When we were going through Ethan’s autism diagnosis we were asked if he showed an interest in the washing machine. I thought this was a weird question and didn’t understand it at the time. It turns out that an autistic trait can be an intense interest in washing machines.
Ethan’s interest at that time was just watching the drum spin as it run a cycle. It then moved onto opening and closing the door and manually spinning the drum. He would get obsessive about it and it was something I tried to stop. I encouraged this relationship by letting Ethan help me turn on the washing machine when it was required.
This was something that worked well until recently. We had to buy a new washing machine at the end of last year which displays a timer countdown of the cycle. I’m not sure if this was when Ethan’s relationship with the washing machine changed. Ethan used to enjoy watching the machine now running a cycle causes him distress which turns into a full-blown meltdown.
The meltdown will begin when the washing machine countdown reaches roughly thirty minutes to go. Ethan will then watch the countdown telling us how many minutes are left. The closer it gets to zero the more upset Ethan becomes. It’s horrible to see Ethan so distressed and upset about something.
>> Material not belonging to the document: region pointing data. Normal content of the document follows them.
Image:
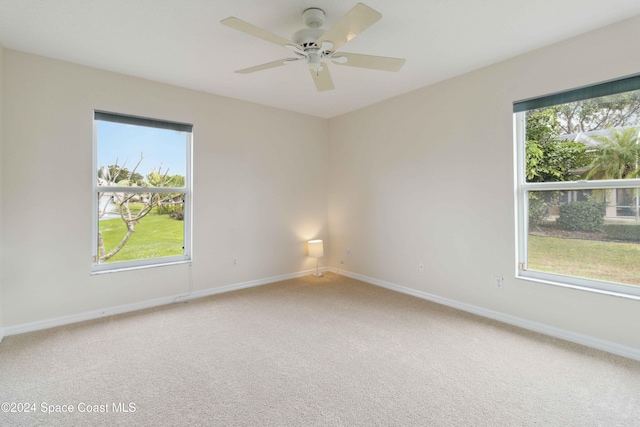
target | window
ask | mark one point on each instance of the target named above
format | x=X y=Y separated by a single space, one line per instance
x=578 y=187
x=142 y=192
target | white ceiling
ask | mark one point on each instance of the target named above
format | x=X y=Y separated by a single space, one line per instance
x=182 y=42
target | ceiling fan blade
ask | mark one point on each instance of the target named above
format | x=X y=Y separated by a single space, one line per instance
x=266 y=66
x=382 y=63
x=252 y=30
x=353 y=23
x=322 y=79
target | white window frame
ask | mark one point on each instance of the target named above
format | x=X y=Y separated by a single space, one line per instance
x=523 y=188
x=98 y=268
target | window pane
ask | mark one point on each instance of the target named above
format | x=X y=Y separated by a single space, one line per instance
x=591 y=139
x=136 y=226
x=142 y=168
x=132 y=155
x=593 y=234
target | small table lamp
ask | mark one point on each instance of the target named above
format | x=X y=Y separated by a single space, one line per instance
x=316 y=251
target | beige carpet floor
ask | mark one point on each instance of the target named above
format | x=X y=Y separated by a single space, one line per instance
x=311 y=352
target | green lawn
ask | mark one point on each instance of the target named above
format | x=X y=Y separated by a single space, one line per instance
x=610 y=261
x=155 y=236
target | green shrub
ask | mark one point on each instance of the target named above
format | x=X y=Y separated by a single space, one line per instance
x=623 y=231
x=582 y=216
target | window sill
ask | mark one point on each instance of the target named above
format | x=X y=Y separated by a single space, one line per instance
x=117 y=269
x=579 y=287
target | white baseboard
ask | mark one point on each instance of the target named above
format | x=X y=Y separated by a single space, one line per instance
x=586 y=340
x=96 y=314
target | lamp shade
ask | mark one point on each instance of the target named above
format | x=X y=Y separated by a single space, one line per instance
x=315 y=248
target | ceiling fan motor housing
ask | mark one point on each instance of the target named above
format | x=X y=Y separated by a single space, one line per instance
x=307 y=37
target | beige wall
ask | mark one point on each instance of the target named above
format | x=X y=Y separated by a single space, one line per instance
x=259 y=189
x=428 y=177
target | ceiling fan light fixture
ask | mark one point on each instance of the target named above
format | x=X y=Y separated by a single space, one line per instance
x=315 y=45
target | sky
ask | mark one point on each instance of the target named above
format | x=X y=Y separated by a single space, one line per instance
x=160 y=147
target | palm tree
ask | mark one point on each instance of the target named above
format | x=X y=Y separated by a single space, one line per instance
x=617 y=156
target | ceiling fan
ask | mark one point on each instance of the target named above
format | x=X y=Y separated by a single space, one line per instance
x=316 y=46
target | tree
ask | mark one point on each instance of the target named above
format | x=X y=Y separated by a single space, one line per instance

These meltdowns have meant that we have had to change our whole washing routine. We can no longer wash our clothes when Ethan is around. This was easy when he was at school, not so easy in the school holidays. It also means we have to wash his swimming things overnight so they aren’t hanging around for days. If we are really organised we can start a wash before we leave the house, knowing that it would have ended before we come home. It sounds quite easy but when you are used to putting a wash on anytime it has taken some getting used to.
I really have no idea why something that Ethan used to love now causes him such great distress. It’s heartbreaking and I really hope Ethan can overcome the issue he now has with our washing machine.